Hi there,
Thanks for reaching out! I'm happy to give you some initial thoughts on the tROAS situation you've described. It's a common headache, and tbh, the way most people are told to use it is a recipe for disaster. You're seeing exactly what happens when the theory of automated bidding meets the messy reality of a live ad account – underspending, unpredictable results, and the feeling that you're fighting the algorithm instead of working with it.
The short answer is you're probably focusing on the wrong lever. Trying to force a higher tROAS on an unstable foundation is like trying to tune a car engine while it's falling out of the chassis. We need to look at the underlying structure and data first. Let's get into it.
TLDR;
- Your 240% breakeven ROAS is dangerously tight. This puts immense pressure on your ads and leaves almost no room for the algorithm to learn or for you to make a profit.
- Stop incrementally 'nudging' your tROAS up weekly. This constantly resets the algorithm's learning phase and is the main reason your ad spend is dying.
- The core problem isn't your bidding, it's likely a lack of consistent conversion data within each campaign. The algorithm is flying blind.
- The most important piece of advice is to consolidate your campaign structure to pool conversion data. This gives the algorithm enough fuel to make intelligent decisions.

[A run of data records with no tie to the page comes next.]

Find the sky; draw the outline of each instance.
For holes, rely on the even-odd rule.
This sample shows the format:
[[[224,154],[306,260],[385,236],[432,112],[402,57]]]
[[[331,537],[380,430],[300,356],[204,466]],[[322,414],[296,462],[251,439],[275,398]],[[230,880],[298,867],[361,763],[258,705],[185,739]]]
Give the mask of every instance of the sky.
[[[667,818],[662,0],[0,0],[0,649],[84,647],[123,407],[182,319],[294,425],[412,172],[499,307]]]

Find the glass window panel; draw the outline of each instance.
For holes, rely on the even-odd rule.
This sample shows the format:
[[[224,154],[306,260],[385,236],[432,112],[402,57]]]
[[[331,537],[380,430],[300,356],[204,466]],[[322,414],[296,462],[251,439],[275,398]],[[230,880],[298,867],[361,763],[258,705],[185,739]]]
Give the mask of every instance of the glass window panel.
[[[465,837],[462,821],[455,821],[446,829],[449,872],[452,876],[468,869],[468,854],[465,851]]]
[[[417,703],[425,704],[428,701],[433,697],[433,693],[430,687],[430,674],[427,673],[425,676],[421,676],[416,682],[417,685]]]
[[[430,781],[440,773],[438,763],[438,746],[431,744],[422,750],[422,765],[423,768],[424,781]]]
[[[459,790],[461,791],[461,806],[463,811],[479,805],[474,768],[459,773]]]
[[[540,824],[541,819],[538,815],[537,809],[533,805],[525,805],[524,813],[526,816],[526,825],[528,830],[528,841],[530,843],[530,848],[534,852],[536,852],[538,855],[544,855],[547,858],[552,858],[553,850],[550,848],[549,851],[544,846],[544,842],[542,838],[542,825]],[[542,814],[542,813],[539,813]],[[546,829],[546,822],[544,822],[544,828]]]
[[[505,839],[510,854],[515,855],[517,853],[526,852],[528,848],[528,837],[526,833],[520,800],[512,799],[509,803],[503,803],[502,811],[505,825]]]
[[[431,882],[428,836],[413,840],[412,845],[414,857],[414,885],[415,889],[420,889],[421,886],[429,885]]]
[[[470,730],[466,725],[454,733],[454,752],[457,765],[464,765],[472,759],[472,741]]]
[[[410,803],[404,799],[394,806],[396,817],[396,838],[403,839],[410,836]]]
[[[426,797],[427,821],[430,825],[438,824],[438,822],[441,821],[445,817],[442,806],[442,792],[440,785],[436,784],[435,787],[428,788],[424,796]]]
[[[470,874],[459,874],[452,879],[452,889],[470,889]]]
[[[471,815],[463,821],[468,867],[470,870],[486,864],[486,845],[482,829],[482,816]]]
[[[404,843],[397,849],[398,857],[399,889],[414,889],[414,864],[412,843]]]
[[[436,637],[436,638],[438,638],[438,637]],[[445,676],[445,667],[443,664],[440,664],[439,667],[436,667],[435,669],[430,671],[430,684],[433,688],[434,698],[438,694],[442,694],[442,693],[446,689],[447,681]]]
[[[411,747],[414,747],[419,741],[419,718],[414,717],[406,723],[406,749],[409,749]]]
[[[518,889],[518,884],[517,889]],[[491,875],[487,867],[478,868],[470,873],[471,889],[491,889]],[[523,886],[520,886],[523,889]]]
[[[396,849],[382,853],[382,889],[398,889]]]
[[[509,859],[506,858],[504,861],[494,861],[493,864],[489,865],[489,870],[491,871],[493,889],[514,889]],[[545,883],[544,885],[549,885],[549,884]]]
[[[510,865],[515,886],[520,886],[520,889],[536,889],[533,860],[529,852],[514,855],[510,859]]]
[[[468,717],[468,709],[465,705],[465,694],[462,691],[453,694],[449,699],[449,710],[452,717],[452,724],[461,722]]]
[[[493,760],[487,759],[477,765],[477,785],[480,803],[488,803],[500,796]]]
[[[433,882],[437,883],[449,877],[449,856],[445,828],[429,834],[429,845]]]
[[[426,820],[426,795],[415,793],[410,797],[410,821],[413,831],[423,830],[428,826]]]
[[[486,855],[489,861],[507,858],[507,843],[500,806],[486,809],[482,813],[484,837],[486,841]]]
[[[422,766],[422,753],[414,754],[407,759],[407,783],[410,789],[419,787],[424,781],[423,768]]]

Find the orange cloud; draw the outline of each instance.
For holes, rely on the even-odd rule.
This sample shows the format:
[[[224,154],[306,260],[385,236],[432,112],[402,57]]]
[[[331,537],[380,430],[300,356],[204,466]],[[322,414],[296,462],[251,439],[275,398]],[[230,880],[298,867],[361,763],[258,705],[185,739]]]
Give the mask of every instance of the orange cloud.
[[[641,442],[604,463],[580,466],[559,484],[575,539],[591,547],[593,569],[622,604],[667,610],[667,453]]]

- This letter includes an interactive Breakeven ROAS Calculator to show you how much your margins are impacting your ad performance, and a flowchart to help you diagnose your campaign issues.
We'll need to look at why your tROAS is so unpredictable...
Right, first things first. Let's debunk a major myth. Target ROAS isn't a simple instruction you give to Google. It’s not a thermostat where you set the temperature and the machine just delivers it. It's a constraint you place on a predictive algorithm. You're telling it, "Don't enter any auction where you don't believe, based on hundreds of signals, you can hit this return." When you set the target too high, or when the algorithm doesn't have enough data to be confident, it simply stops bidding. That’s your spend plummeting right there.
The erratic performance you're seeing – some campaigns hitting 280% while others slump at 180% on the same 220% target – points to one massive culprit: data sparsity. For tROAS to work properly, a campaign needs a steady, consistent flow of conversions. The general rule of thumb is at least 30-50 conversions per month, per campaign. If your campaigns are getting fewer than that, the algorithm is essentially guessing. Some guesses will be lucky (280% ROAS), and some will be terrible (180% ROAS). It's not optimising; it's gambling with your money.
You asked how common it is for actual ROAS to be higher than your target. It's fairly common, especially with reporting lag. A user might click an ad today, but not actually make a purchase for 3-4 days. Google's system might have bid based on a lower predicted value, but the final purchase was larger. So, the reported ROAS for that conversion looks great. The problem is, you can't build a scalable strategy on these happy accidents. Relying on them is a fast track to inconsistent results.
Here's a simple way to think about diagnosing the problem. Follow this logic for each of your campaigns.
I'd say your breakeven point is the real killer here...
Let's be brutally honest for a second. A 240% ROAS for breakeven is incredibly tight. It means for every £2.40 in revenue you generate, you're spending £1 on ads. That leaves just £1.40 to cover the cost of the product itself, payment processing fees, shipping, staff, overheads... everything. Your margin for profit is wafer-thin, and your margin for error in advertising is basically zero.
This is a business model problem as much as it is an advertising problem. When margins are this low, you are completely at the mercy of the ad platforms. Any small fluctuation in CPCs or conversion rates can immediately push you into the red. You can't afford to have a bad week, and you certainly can't afford to invest in testing and learning, which is essential for scaling.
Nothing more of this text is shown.